Talon Cyber Security
- Company type: Private
- Industry: Software development; Cybersecurity; Technology;
- Founded: 2021; 5 years ago
- Founders: Ofer Ben Noon (CEO); Ohad Bobrov (CTO);
- Owner: Palo Alto Networks; (2023–present);
- Number of employees: 130
- Website: www.talon-sec.com

= Talon Cyber Security =

Israeli cybersecurity technology provider

Talon Cyber Security is an Israel-based provider of cybersecurity technologies with headquarters in Tel Aviv. It develops a secure browser engineered to provide enterprise-grade security across all devices, irrespective of location, device type, or operating system.

== History ==
Talon Cyber Security was founded in 2021 by Ofer Ben Noon (the founder of Argus Cyber Security, an Israeli developer of security technologies for vehicles) and Ohad Bobrov (the founder of Lacoon Mobile Security, which specializes in security for mobile telephones).

In April 2021, the company raised a $26,000,000 seed round, which became the biggest seed round in Israel. The company also announced an investment from John W. Thompson, former chairman of the board at Microsoft and ex-CEO of Symantec; George Kurtz, co-founder of CrowdStrike; and Mark Anderson, formerly the president of Palo Alto Networks.

In October 2021, it launched the security-focused browser Talon Enterprise Browser. Talon was listed in Israel's Globes Most Promising Startups of 2021.

In January 2022, Talon Cyber Security announced that it raised $43 million in new funding, including $17 million in agreement for future equity investments.

In May 2022 the company appointed Admiral Mike Rogers, a retired United States Navy admiral who served as the second commander of the United States Cyber Command as well as the director of the National Security Agency (NSA) and the chief of Central Security Service (CSS) to its Board of Advisors.
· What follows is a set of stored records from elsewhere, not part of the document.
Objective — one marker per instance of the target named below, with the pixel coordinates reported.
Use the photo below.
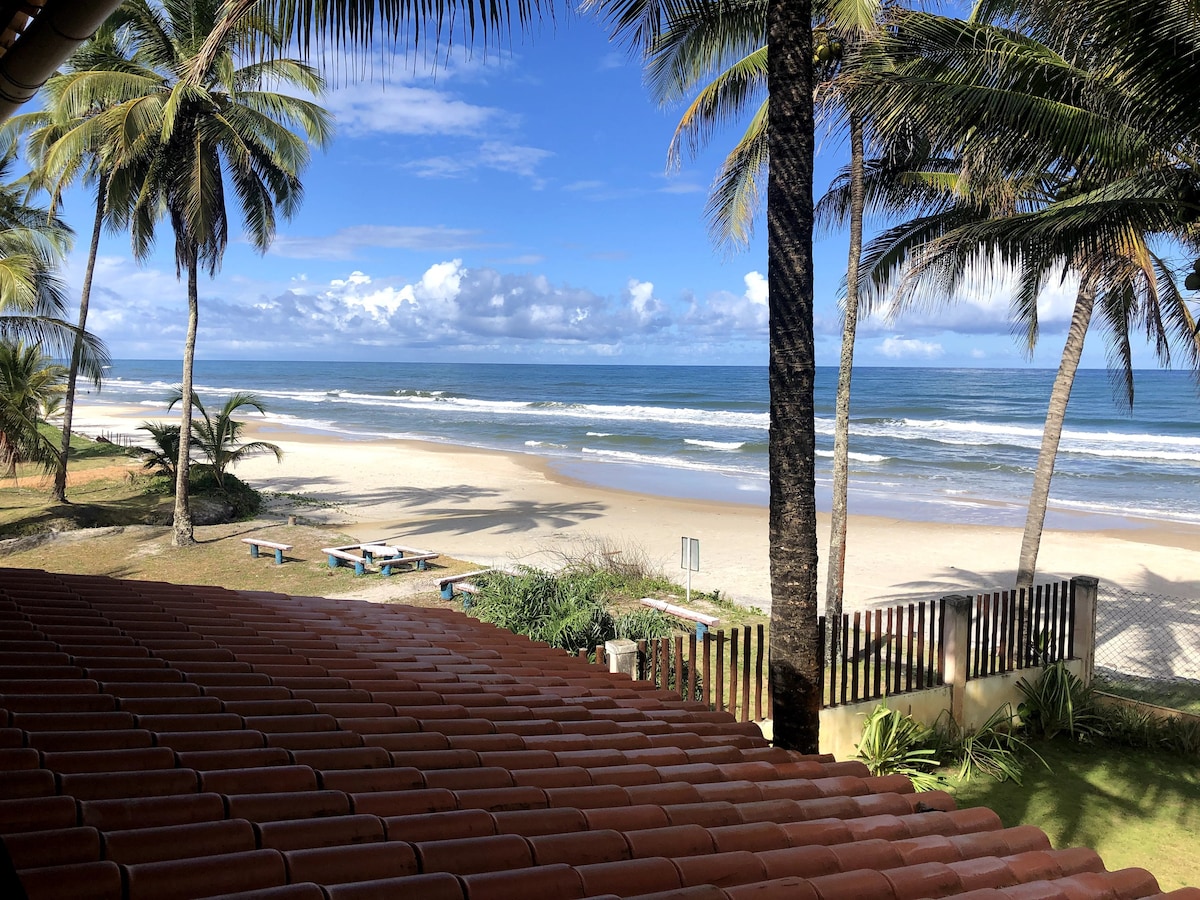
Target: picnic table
(389, 557)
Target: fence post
(957, 641)
(1084, 627)
(622, 657)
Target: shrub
(568, 610)
(897, 744)
(1057, 701)
(993, 750)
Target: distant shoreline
(502, 508)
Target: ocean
(929, 444)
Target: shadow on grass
(1135, 808)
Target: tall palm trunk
(60, 474)
(795, 652)
(835, 577)
(1051, 433)
(185, 534)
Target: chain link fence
(1147, 647)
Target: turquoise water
(957, 445)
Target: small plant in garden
(993, 750)
(1057, 701)
(565, 610)
(897, 744)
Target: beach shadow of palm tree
(330, 491)
(511, 517)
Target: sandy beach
(498, 508)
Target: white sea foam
(856, 457)
(715, 444)
(671, 462)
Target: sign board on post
(689, 559)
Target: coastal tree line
(1035, 139)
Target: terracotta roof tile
(162, 741)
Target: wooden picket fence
(1012, 629)
(885, 652)
(880, 653)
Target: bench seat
(258, 543)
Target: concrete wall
(841, 727)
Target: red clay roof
(161, 741)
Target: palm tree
(29, 383)
(791, 370)
(192, 115)
(52, 133)
(33, 243)
(163, 455)
(1080, 169)
(219, 437)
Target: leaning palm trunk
(1053, 432)
(185, 535)
(796, 648)
(60, 474)
(835, 577)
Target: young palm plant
(193, 126)
(219, 436)
(29, 383)
(161, 457)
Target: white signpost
(689, 559)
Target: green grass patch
(1134, 807)
(1183, 696)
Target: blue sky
(514, 207)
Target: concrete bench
(702, 622)
(462, 583)
(257, 543)
(419, 561)
(391, 556)
(340, 556)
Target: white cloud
(724, 313)
(449, 310)
(351, 243)
(647, 310)
(364, 109)
(910, 348)
(495, 155)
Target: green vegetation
(895, 743)
(1183, 696)
(1133, 807)
(568, 610)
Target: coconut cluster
(1193, 281)
(825, 48)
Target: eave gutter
(51, 37)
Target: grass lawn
(1176, 695)
(1135, 808)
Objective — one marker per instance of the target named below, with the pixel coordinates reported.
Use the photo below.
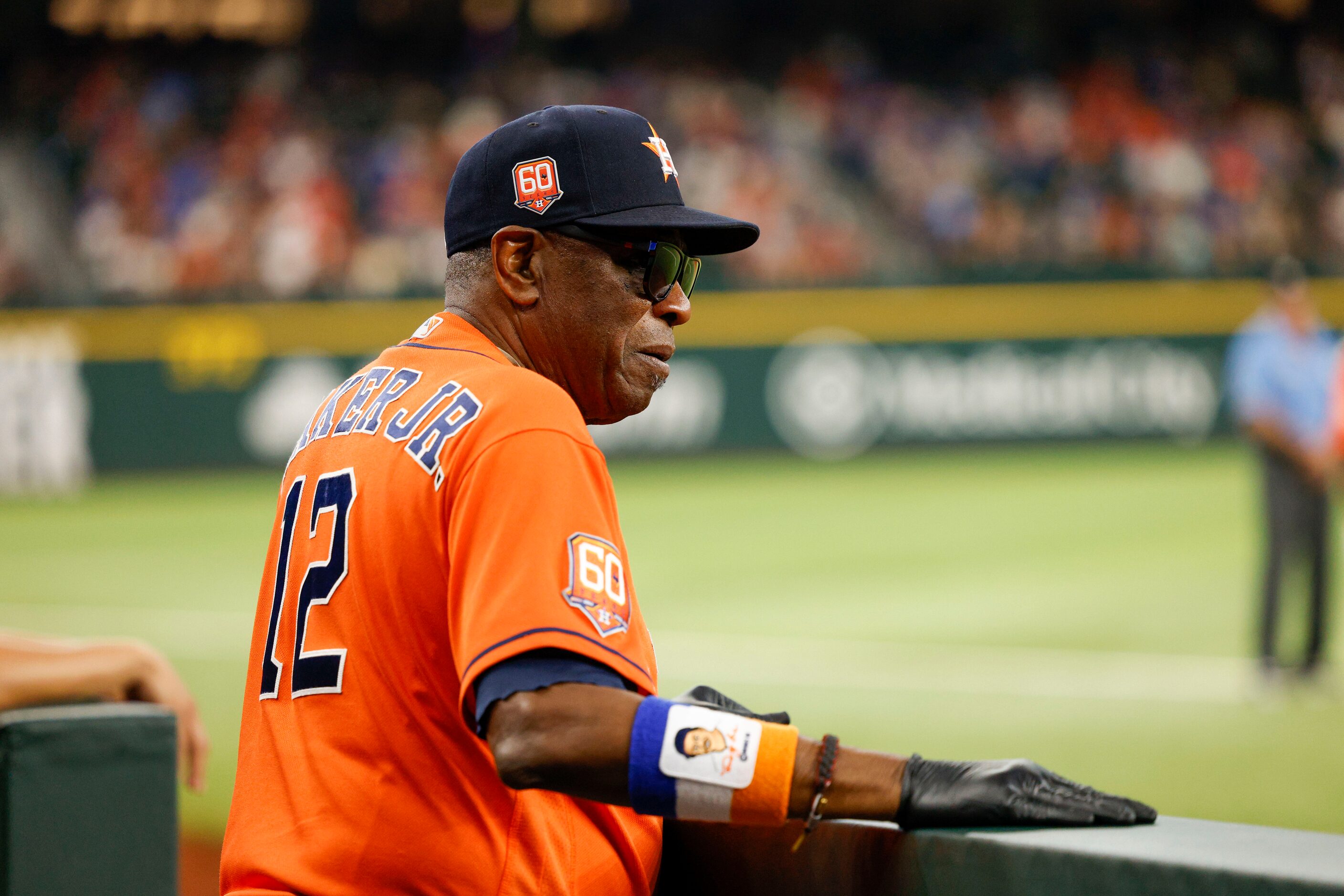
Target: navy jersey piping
(577, 635)
(448, 348)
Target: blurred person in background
(43, 671)
(1280, 367)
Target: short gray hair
(467, 268)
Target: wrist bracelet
(826, 770)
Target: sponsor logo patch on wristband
(710, 746)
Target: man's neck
(500, 336)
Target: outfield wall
(826, 373)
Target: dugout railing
(89, 808)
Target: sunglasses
(667, 264)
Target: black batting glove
(1006, 793)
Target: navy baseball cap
(589, 166)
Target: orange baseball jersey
(444, 511)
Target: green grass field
(1086, 606)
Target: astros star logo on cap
(661, 149)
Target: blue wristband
(652, 793)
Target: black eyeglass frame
(652, 248)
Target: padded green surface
(89, 801)
(1175, 857)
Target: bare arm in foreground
(37, 671)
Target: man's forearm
(576, 739)
(46, 671)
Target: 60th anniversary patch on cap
(617, 172)
(536, 185)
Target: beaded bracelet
(826, 769)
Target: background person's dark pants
(1297, 521)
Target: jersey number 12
(314, 671)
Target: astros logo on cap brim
(536, 185)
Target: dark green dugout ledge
(89, 801)
(1176, 857)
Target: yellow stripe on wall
(916, 313)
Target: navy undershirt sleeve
(538, 669)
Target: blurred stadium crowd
(274, 177)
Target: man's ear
(514, 253)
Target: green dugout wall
(827, 373)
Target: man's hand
(1006, 793)
(158, 681)
(37, 671)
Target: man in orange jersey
(452, 688)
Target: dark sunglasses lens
(689, 274)
(663, 271)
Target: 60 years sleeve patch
(597, 585)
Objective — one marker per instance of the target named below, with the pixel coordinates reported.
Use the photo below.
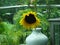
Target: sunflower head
(29, 20)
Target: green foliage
(10, 35)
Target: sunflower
(29, 20)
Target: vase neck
(37, 30)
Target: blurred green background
(11, 33)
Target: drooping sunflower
(29, 20)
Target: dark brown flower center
(30, 19)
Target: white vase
(36, 38)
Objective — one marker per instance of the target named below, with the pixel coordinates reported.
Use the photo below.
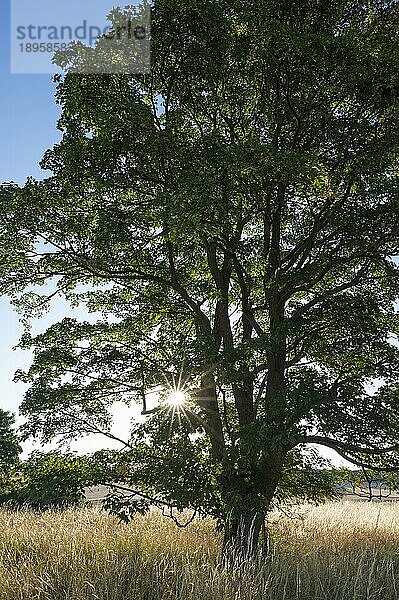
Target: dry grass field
(335, 552)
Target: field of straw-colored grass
(334, 552)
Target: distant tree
(49, 480)
(233, 216)
(371, 484)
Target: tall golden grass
(334, 552)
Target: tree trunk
(241, 542)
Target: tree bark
(241, 539)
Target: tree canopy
(9, 444)
(233, 218)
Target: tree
(49, 480)
(233, 216)
(9, 444)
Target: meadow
(338, 551)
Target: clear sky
(28, 117)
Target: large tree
(9, 444)
(233, 216)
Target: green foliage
(9, 444)
(48, 480)
(229, 220)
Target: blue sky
(28, 115)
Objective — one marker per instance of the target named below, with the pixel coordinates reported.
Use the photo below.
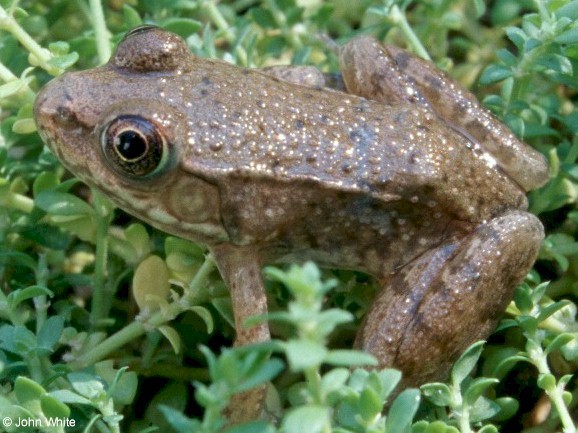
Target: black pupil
(130, 145)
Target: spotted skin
(404, 176)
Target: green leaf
(476, 388)
(489, 428)
(402, 411)
(178, 420)
(508, 408)
(183, 27)
(11, 88)
(67, 396)
(569, 10)
(438, 393)
(24, 126)
(20, 295)
(494, 73)
(173, 337)
(53, 408)
(523, 299)
(150, 283)
(64, 204)
(517, 36)
(547, 382)
(122, 383)
(265, 372)
(86, 384)
(27, 390)
(568, 37)
(556, 63)
(551, 309)
(466, 363)
(483, 409)
(334, 379)
(64, 62)
(17, 339)
(559, 341)
(131, 17)
(310, 419)
(304, 354)
(263, 17)
(369, 404)
(252, 427)
(50, 333)
(44, 182)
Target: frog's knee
(429, 312)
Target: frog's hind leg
(433, 308)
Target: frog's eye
(134, 146)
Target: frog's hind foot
(432, 309)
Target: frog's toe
(430, 311)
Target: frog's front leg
(432, 309)
(240, 267)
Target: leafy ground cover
(79, 340)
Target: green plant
(69, 330)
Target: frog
(388, 167)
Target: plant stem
(399, 19)
(98, 306)
(41, 55)
(138, 328)
(41, 303)
(100, 31)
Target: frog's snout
(51, 112)
(58, 122)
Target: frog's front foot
(433, 308)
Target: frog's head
(120, 128)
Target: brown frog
(404, 176)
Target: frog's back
(254, 126)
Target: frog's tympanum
(393, 169)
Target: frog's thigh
(241, 270)
(302, 75)
(430, 311)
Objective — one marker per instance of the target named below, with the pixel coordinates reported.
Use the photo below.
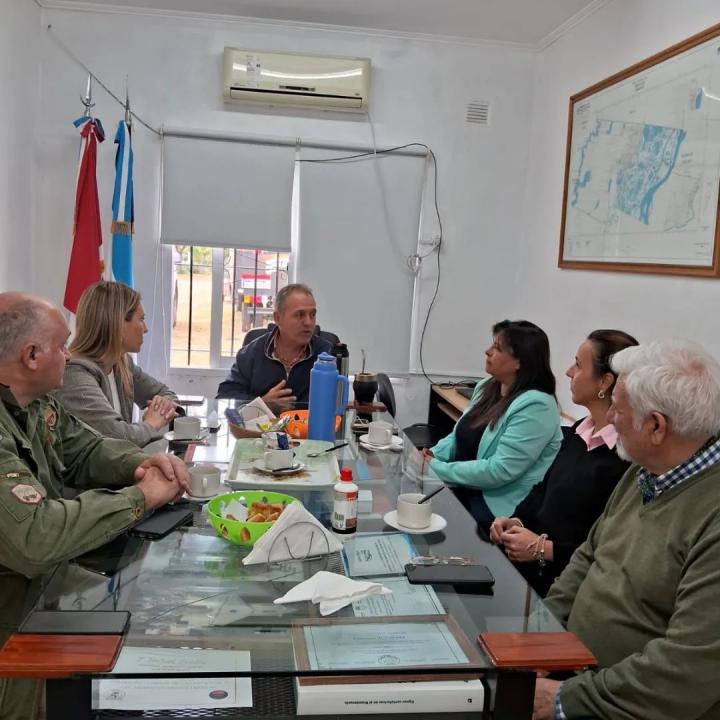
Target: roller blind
(224, 193)
(359, 223)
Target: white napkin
(332, 591)
(300, 538)
(256, 414)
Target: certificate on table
(364, 644)
(369, 554)
(406, 599)
(149, 693)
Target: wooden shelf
(58, 656)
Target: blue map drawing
(645, 157)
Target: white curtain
(224, 193)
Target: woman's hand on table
(522, 545)
(500, 525)
(160, 411)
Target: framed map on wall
(642, 170)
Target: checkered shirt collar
(652, 486)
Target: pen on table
(335, 447)
(432, 494)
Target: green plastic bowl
(243, 533)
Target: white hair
(676, 378)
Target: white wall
(571, 303)
(420, 92)
(19, 91)
(500, 188)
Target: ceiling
(526, 22)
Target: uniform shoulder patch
(27, 494)
(50, 417)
In August 2022, Talon Cyber Security raised $100,000,000 in Series A funding.

In 2023, Talon Cyber Security announced that it has integrated its secure enterprise browser with the Microsoft Azure OpenAI Service to provide enterprise-grade ChatGPT access.

In November 2023, Palo Alto Networks Inc. (NASDAQ: PANW) announced an intent to acquire Talon Cyber Security Ltd. for $625 million. On December 28, PANW reported having completed the purchase of the company.

== Operations ==
Talon Cyber Security focuses on addressing the security needs of the distributed workforce. The company's main product is a secure browser that provides security and enables access to corporate applications and data across various devices, managed or unmanaged, and operating systems. Talon's browser is based on Chromium. Via a management console, Talon's browser allows businesses to apply their own policies across their employees’ browsers and get data on what workers are doing on the Web while working.

The company is based in Tel Aviv, Israel. Ofer Ben-Noon is co-founder and serves a company's CEO, Ohad Bobrov is co-founder and serves as CTO.